One outcome that we could investigate in a prospective follow-up study would be the capability to perform activities of daily living, as this is rarely measured in these studies but is a very important outcome measure for patients, having a substantial impact on their quality of life. Along with patient pain, this can be measured at clinic follow-up appointments.
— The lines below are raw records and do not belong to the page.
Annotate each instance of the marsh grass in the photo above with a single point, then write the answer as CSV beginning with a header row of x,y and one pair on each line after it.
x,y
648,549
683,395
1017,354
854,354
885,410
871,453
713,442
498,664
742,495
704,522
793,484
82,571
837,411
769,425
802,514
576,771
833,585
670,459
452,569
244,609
Unstable intertrochanteric fractures are difficult to fix, with no clear recommendation on the choice of implant nationally. Overall, our data and the evidence from the literature show that patients with DHS/TSP perform just as well as those treated with an IMN for intertrochanteric fractures with insignificant differences in all of our post-operative measures. This supports national guidelines but crucially, our study identified significantly shorter operating times with the DHS/TSP. There was an increased requirement for blood transfusions in the IMN group when stratified to AO-OTA 31-A3 fractures, suggesting that the DHS/TSP may perform better in unstable fractures. There are therefore advantages to using the DHS/TSP across both types of fracture. With the DHS/TSP construct significantly cheaper than IMN, the former could become the widely adopted fixation method for unstable intertrochanteric fractures as well, becoming the recommended fixator for all intertrochanteric fractures. Further trials should be conducted to identify any additional differences between these two methods of fixation, to objectively identify the best fixator for A3 fractures. Ultimately, the results of this study discerns potential differences favouring the DHS/TSP over the IMN and further illustrates that the optimal fixator for intertrochanteric fractures is yet to be determined.